Agent turnover up by almost a third and forecast to rise even higher over the next three years according to research authors ContactBabel

New research published by ContactBabel, the contact centre industry analysts, reveals that the mean annual attrition rate for UK contact centre agents rose to 21% in 2011, from a 6-year low of 16% in 2010, a year-on-year increase of 31%.

2014 agent attrition rates are forecast to rise even higher, hitting 26%, with outsourcing, retail, services and telecoms amongst the sectors with the highest levels of attrition.
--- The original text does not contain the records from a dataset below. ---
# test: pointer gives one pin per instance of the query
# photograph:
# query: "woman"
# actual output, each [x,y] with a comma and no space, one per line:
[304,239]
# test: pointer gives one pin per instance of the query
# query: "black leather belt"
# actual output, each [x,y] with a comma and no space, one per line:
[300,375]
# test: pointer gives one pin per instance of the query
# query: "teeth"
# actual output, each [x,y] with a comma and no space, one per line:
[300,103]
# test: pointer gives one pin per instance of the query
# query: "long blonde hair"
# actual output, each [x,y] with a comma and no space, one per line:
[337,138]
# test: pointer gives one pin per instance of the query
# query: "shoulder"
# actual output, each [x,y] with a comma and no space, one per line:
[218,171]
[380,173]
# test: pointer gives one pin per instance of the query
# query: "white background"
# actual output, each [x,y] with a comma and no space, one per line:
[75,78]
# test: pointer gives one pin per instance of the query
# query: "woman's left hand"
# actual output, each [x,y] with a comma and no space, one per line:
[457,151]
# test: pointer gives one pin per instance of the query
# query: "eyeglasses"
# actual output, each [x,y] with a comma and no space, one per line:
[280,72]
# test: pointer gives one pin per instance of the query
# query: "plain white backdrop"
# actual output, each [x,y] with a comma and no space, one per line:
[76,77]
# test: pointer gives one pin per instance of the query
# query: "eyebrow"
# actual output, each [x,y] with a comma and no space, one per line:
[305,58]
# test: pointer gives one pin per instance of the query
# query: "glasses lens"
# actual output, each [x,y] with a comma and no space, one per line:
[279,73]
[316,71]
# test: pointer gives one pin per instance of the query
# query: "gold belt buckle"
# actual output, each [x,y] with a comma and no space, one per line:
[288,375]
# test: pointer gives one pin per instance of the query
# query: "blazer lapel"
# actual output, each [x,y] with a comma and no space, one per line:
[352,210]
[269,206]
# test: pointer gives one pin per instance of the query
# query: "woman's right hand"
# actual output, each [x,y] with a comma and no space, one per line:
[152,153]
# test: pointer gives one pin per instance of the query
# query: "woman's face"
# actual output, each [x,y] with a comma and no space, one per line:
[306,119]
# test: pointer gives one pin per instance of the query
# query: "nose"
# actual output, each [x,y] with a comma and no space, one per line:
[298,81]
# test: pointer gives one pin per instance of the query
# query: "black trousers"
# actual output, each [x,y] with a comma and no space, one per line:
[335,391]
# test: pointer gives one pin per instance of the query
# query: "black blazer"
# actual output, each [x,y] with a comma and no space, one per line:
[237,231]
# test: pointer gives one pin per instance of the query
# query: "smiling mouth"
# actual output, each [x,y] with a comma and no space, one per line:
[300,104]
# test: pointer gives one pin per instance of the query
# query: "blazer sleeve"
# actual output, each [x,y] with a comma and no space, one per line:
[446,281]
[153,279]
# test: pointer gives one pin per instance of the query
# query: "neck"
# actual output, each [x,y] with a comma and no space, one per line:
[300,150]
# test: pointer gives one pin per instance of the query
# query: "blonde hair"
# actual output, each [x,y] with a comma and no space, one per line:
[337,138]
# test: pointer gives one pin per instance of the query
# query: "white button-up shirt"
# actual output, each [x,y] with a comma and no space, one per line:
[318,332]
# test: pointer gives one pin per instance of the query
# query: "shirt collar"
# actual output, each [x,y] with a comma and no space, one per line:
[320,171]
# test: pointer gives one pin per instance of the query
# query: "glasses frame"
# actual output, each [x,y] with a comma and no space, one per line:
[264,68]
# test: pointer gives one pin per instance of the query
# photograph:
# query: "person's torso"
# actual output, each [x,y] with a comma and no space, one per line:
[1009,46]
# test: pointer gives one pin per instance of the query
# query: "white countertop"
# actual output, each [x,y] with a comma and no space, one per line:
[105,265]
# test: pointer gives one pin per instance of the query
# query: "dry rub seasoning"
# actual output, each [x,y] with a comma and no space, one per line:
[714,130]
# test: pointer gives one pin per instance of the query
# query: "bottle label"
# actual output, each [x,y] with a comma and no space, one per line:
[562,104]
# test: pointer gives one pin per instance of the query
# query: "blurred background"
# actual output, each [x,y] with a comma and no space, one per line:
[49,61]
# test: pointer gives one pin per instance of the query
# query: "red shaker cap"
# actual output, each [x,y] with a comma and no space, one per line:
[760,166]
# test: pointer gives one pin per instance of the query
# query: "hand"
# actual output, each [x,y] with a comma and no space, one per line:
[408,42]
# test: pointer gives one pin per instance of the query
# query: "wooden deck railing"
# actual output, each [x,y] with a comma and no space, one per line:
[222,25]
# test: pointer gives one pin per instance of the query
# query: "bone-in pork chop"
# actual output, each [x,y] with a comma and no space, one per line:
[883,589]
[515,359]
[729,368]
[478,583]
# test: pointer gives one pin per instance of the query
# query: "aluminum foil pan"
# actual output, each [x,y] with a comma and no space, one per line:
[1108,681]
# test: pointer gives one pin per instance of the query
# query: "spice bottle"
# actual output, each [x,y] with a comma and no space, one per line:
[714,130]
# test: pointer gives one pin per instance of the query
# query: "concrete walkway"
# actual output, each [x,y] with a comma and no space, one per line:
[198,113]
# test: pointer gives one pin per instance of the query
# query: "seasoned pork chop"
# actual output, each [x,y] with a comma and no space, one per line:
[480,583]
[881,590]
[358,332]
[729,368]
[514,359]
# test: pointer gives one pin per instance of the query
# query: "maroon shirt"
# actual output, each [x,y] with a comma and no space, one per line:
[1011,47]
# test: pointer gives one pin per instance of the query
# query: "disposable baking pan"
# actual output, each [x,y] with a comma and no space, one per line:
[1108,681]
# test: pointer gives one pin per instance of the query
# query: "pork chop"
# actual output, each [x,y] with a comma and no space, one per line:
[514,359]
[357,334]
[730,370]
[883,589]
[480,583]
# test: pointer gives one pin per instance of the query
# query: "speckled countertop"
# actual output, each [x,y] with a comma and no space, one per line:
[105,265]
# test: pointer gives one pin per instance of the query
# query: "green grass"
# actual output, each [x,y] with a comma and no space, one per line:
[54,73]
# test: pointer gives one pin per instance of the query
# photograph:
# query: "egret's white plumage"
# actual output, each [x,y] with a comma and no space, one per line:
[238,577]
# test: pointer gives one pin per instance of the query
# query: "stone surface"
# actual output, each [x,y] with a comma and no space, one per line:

"The UK Contact Centre HR & Operational Benchmarking Survey (1st edition 2011)", is a major study of 208 UK contact centre operations, looking in depth at salaries, attrition, absence, recruitment, training, operational performance benchmarks, budgets and growth. The report costs £295 + VAT and is available from www.contactbabel.com/reports.cfm

The report's author, Steve Morrell, commented: "Although 2011 has seen a jump in agent attrition rates, this is not necessarily a bad thing, as high attrition tends to go hand-in-hand with economic growth as more opportunities arise inside and outside the contact centre industry.

"Historically, the industry average for attrition tends to be around 25% in a healthy, growing economy. Furthermore, 36% of respondents to our survey still report very low attrition rates of less than 10%, so any jump in attrition is not yet industry-wide."